Lyda pointed out to me that she is doing all the posting on Wyrdsmiths. So here is a cross-post from my blog. I went to see Captain America 2 with three other Wyrdsmiths -- Lyda, Naomi and Sean -- and the following is my report:
Well, now I have seen Captain America 2. I think I have used up a month's supply of adrenaline. Thus far, my favorite Marvel movies are Thor 1 and Captain America 1. But this movie is a fine mix of violence, paranoia and cynicism. I will say no more, for fear of spoiling the story for the two or three people who haven't seen CA # 2 yet.
Note: Cap is never cynical, nor is he treated with cynicism. But the world that poor guy has found himself in. You can understand why he longs for WWII.

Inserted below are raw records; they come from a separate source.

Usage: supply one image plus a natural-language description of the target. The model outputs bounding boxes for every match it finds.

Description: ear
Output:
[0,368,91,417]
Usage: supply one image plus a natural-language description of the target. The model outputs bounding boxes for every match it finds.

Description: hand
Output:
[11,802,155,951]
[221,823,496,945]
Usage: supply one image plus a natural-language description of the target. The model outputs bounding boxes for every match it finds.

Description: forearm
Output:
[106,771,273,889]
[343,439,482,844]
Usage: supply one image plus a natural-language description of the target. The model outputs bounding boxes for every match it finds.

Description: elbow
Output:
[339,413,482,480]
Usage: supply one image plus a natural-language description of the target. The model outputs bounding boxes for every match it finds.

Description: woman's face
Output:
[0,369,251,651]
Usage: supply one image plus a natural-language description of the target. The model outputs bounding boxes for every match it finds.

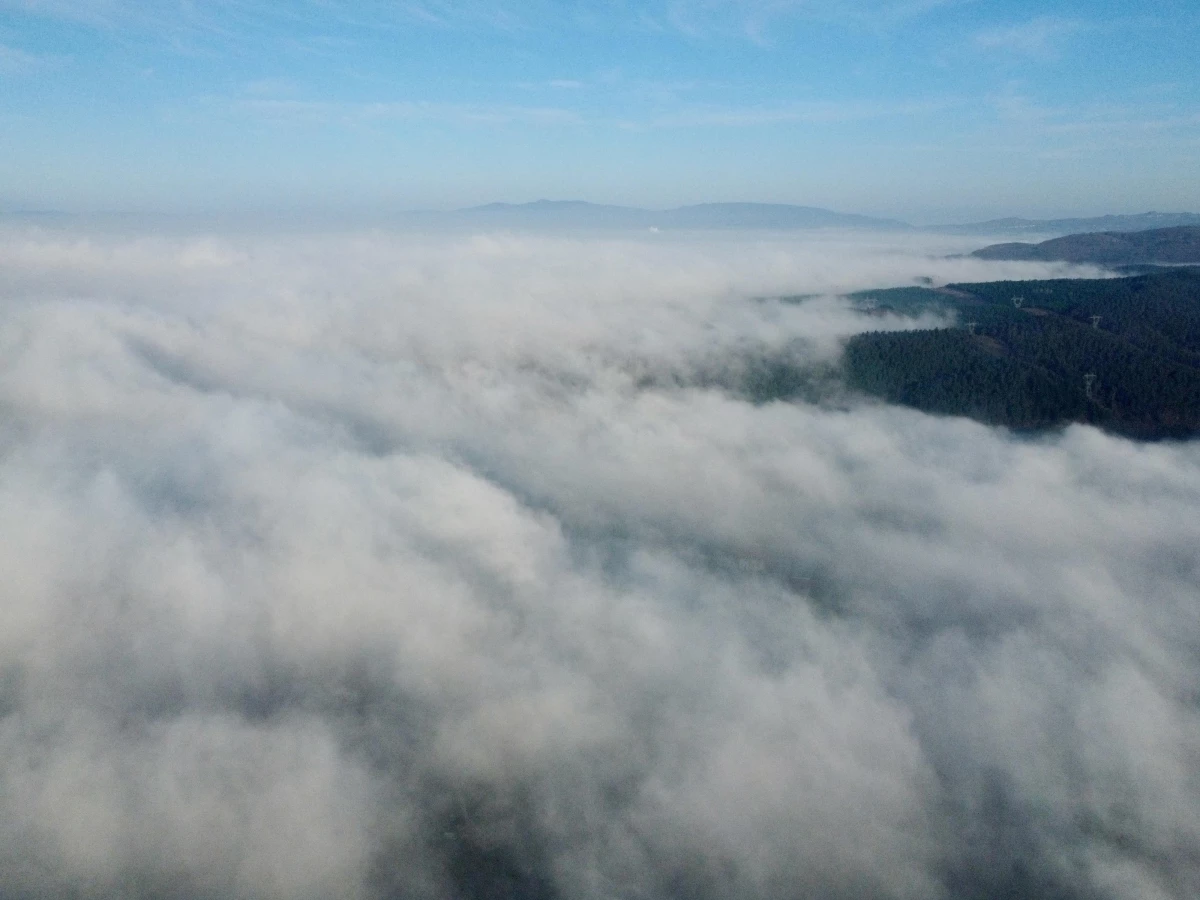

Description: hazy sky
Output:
[0,0,1200,221]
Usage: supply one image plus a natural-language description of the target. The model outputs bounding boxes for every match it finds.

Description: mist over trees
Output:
[845,269,1200,438]
[0,228,1200,900]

I did nothing after Captain America, except lie on the couch and read. I am going through Quiet a second time. According to the book, introverts need to limit their input. Well, I certainly exceeded my limit at CA # 2. That's okay, so long as I have down time after. Now I am thinking about the movie, trying to understand what it says. Not that it's hard to figure out, but I need to distance myself from all the crashing and banging. It occurs to me that good writing -- writing that is obviously skillful and thoughtful -- can put a barrier between the reader and the experience: a kind of glass wall. Action flicks smash right through that wall. The noise and the adrenaline removes a layer of protection. Remember that American torturers use noise -- especially rock music -- to break their victims down. I am not saying that the noise of an action flick is torture, but it makes the audience vulnerable. You can't maintain an intellectual and emotional distance in an action flick. Of course, there is evidence that this kind of adrenaline high also protects people from the reality of what's happening. But I guess I am inclined to think that the crudeness and rawness of an action flick is closer to life in contemporary America than is intelligence and grace.
An action flick says, "Civilization? You think we have a civilization here? The more fool you!"
There are a lot of ways that writing -- and movies and art -- can break through the glass wall which I don't like. I am kind of a wimp, and there is a limit to how much ugliness I can handle. I didn't like The Avengers, except for the bit at the end when they are in the shawarma joint. It's almost the only part of the movie I remember. Too much violence. Not enough plot. And the villains were all external. The problem for me is -- how do you break the glass wall without being way too nasty? And is disgust an adequate way to break the wall?
I think I am trying to be profound and failing. Ah well.